Creative Writing: Introduction to Poetry

English 1530
Section 01
Grace Gardiner
Strickland 309

In 13th century Persia, poet and theologian Jalāl ad-Dīn Muhammad Balkhī, known in the West as Rumi, wrote the following lines:

"Out beyond ideas of wrongdoing and rightdoing,
there is a field. I’ll meet you there.

When the soul lies down in that grass,
the world is too full to talk about.
Ideas, language, even the phrase each other
doesn’t make any sense."

In this course we will set out as a community to enter Rumi’s “field” and talk together through the thorny yet fulfilling question, what makes a poem a poem?, focusing on craft and aesthetic components including line, imagery, sound, meter, form, shape, diction, voice, and point of view, as well as shifts in cultural and historical assumptions and definitions of these components.

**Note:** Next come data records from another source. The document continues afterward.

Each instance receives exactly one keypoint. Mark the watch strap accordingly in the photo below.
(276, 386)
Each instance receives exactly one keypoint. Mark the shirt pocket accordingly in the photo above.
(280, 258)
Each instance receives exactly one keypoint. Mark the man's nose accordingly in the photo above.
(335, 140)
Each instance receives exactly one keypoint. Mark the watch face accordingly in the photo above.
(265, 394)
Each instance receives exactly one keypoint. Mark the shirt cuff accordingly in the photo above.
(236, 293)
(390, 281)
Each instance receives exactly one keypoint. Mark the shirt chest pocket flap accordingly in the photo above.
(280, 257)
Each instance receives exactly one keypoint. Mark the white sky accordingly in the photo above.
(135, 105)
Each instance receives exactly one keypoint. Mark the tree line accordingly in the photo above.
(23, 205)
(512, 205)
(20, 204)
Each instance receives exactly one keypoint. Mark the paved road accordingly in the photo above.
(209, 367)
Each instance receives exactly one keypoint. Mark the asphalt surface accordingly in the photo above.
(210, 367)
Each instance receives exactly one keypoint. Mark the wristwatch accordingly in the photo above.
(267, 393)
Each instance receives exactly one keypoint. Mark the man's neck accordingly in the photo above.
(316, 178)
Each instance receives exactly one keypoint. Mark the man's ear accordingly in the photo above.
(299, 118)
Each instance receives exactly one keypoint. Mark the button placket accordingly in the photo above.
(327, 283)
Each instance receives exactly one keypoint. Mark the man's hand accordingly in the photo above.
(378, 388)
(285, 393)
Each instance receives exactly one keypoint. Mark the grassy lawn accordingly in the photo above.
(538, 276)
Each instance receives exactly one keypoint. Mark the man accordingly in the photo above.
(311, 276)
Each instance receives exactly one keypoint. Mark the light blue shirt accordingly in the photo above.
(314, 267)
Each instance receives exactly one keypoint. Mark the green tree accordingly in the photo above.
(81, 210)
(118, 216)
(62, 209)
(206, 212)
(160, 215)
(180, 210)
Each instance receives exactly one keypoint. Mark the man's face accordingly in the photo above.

To support these strands of immersive inquiry, we will use as our guide a variety of both creative and critical writings by a diverse range of past, contemporary, domestic, and international authors as well as your own original pieces in workshop. Possible texts include Bettering Books’ Bettering American Poetry anthologies as well as excerpts from essays published in LitHub, The New Yorker, The Atlantic, Los Angeles Review of Books, and The Writer’s Chronicle, and on the Academy of American Poets’ and Poetry Foundation’s websites.